Had the researchers chosen melanoma, or lymphoma, or esophageal cancer, it is impossible to predict whether the published studies would have fared any better or any worse. But by focusing on pulmonary nodules and mass lesions, the researchers gave their study profound economic resonance due to the fact that early detection of lung cancer has not been proven conclusively to have verifiable impact on long-term outcomes for patients. And in the absence of clear medical value, cost becomes more important. A PET scan of the lungs could be perceived as cost-effective only in the event that it yielded information that eliminated futile surgeries. The cost of a PET diagnosis is about $1,912, considerably more than the $560 reimbursed for a CT-guided needle biopsy (assuming there are no complications).

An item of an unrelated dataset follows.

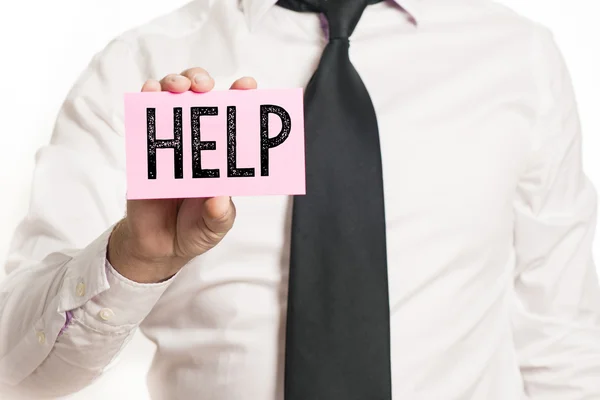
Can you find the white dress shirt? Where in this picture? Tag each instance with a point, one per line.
(490, 219)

“PET scans and technology assessment: d?j? vu?” ask Ethan Balk, MD, and Joseph Lau, MD, with the division of clinical care research at New England Medical Center in their commentary, published in the same issue. They begin their editorial by acknowledging that few diagnostic technologies have had as profound an effect on clinical medicine as have MRI and CT, and then they cut to the chase: the role these technologies have played in rising health care costs. The authors proceed to state their concern that MRI and CT have been adopted before being adequately assessed. Ironically, the two supporting references for this statement include an article dating from 1985, and another published in the New England Journal of Medicine in 1993 called “Magnetic resonance coronary angiography: assessing an emerging technology.” In last month’s issue we quoted Geoffrey D. Rubin, MD, chief of cardiovascular imaging at Stanford University School of Medicine, as saying that, where CTA and MRA have been adopted, diagnostic contrast angiography has been virtually replaced, reducing patient discomfort and health care costs. Now medicine needs proof.
The editorialists raise a real issue with their concern that PET will help inflate the total health care bill. But is technology the issue, or is it overutilization? Our quasi-free-market health care system has sidestepped the issue of developing clinical care pathways. The questions we are not asking include: Are emergency physicians relying unnecessarily on imaging to make diagnoses? Are primary care physicians caving in to patients who demand MRI for a pain in the back or a swollen knee? What about the chain-smoking 70-year-old woman who is hospitalized because she is dying of emphysema? Her physician has ordered diagnostic imaging tests for suspected cancer, a diagnosis that would not be acted upon, yet would ensure that an exhausted daughter can have the assistance of hospice care if and when her mother comes home to die. Is that test necessary ?
The solution to high health care costs is not to quash an important, 30-year-old technology that provides new information that cannot be obtained by existing technology. HCFA’s conservative decision to reimburse for PET for broadened indications for five types of cancers, myocardial viability following inconclusive SPECT, and presurgical evaluation of refractory seizures means that insured Americans, not just those affluent enough to pay out of pocket for a state-of-the-art diagnosis, will have access to tests for the functional information that FDG-PET supplies.
The challenge, then, is to devise those efficacious diagnostic pathways and then convince the medical community to act upon them-not to figure out how many studies can dance on the head of a pin.